Freilich ist die mit allerlei lustvollen Liebeshändeln gepanschte Operetten-“Handlung“ (Text von Heinz Bolten-Baeckers) ziemlich banal und streift, wie Theodor W. Adorno einmal abfällig bemerkte, den „kalkulierten Schwachsinn“. Doch auf der Pforzheimer Bühne spielen, singen und tanzen der mondsüchtige Tüftler Fritz Steppke (Edward Lee) sowie seine Freunde Lämmermeier (Albrecht von Stackelberg) und Pannecke (Cornelius Burger) so frisch und ausgelassen, dass es eine Freude ist. Zusammen mit ihrer klamaukigen Schwiegertante Pusebach (Lilian Huynen), die ihnen die Dachwohnung untervermietet hat, treten sie im „heiße Luft“-Ballon die Traumreise auf den orange-gold glänzenden Erdtrabanten an, um dort der Mondherrin Frau Luna, einer eleganten Soubrette (Tonje Haugland), und ihrem parodierten Götter-Hofstaat die Aufwartung zu machen.
Auf dem Mond bestimmt Haushofmeister Theophil den guten Ton. Mit jugendlich geblondetem Haarschopf und gymnastischen Höchstleistungen füllt Altmeister Klaus Geber den Part des fidelen Schwerenöters und hat in mittleren Stimmlagen – mit Gespielin Stella (Maria Perlt) im Duett den Song „Schenk mir doch ein kleines bisschen Liebe, Liebe“ anstimmend – noch immer den klangvollen Bariton, der einst seine großen Opern-Rollen auszeichnete.

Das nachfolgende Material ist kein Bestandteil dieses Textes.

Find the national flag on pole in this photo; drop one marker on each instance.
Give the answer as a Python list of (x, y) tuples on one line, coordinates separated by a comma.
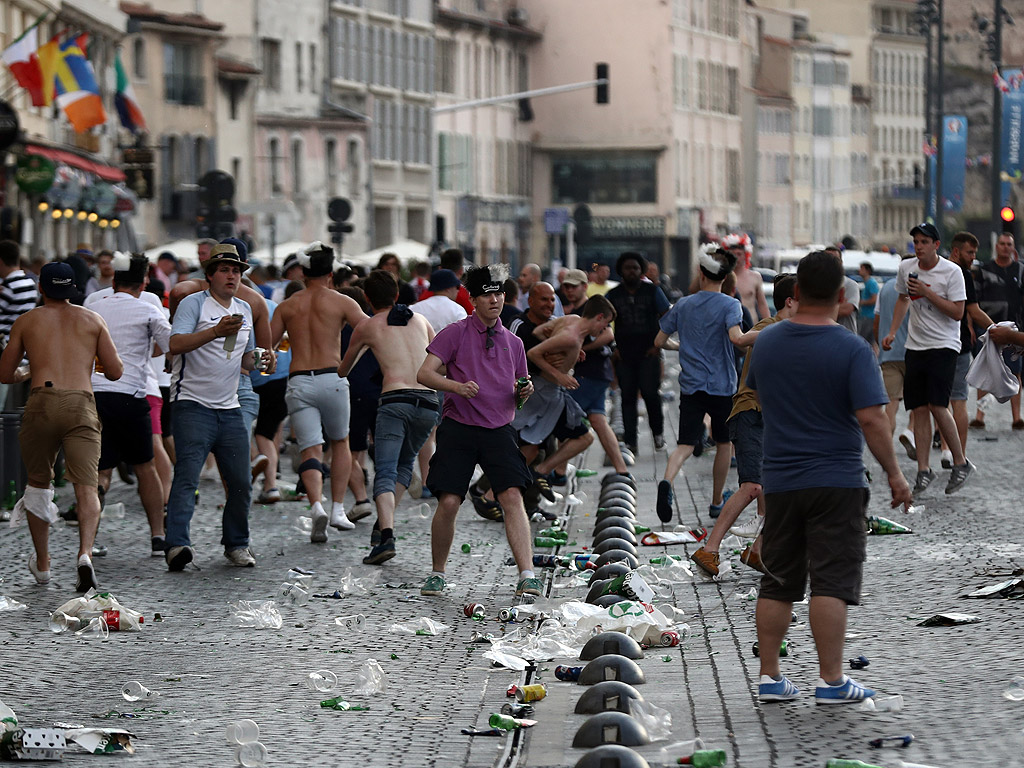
[(23, 59), (124, 99), (76, 88)]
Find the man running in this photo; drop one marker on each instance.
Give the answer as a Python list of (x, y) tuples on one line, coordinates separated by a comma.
[(407, 413), (317, 396), (61, 342)]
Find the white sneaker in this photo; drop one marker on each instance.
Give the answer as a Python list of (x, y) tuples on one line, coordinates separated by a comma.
[(749, 529), (321, 519), (339, 519)]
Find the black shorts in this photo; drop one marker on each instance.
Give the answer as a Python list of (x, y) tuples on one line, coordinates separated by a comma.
[(127, 431), (461, 448), (272, 408), (361, 421), (929, 378), (819, 531), (165, 412), (747, 430), (691, 412)]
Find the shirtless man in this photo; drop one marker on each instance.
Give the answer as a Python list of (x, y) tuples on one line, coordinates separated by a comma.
[(750, 285), (316, 394), (408, 411), (61, 341), (248, 399)]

Kein Wunder, dass ihn die Pusebach in gekonntem Parlandostil anschmachtet: „Oh Theophil, oh Theophil, Du warst mein Alles auf der Welt“. Er dirigiert gewissermaßen auch die mit goldgleißenden Sternenluftballons ausstaffierten Mondelfen, die das Nachtgestirn blank putzen müssen: Ein Sonderlob gebührt dem exzellenten Kinderchor des Pforzheimer Theaters, der nicht nur in dieser Szene begeisternd mitspielt und hervorragend singt. Da passt es gut, dass die sich den Mondbesuchern hinzu gesellende Marie (Franziska Tiedtke) die „Schlösser, die im Monde liegen“ walzerselig mit Sopran-Schmelz besingt.
Ein Star von ganz besonderem Kaliber ist Prinz Sternenschnuppe: Reto Rosin geriert sich in Outfit und verzückter Bewegungs-Anmache als „Elvis the pelvis“, gibt allerdings weder Pop- noch Rock-Musik zum besten, sondern gefühlige Operetten-Melodien. Wenn schlussendlich alle Akteure in ihren farbenfroh-spacigen Kostümen zum wiederholten Male chorisch mit großem Volumen den Schlager „Das macht die Berliner Luft“ intonieren, kann im rauschenden Publikums-Applaus nur noch ein Motto helfen: Oper-rette sich, wer kann!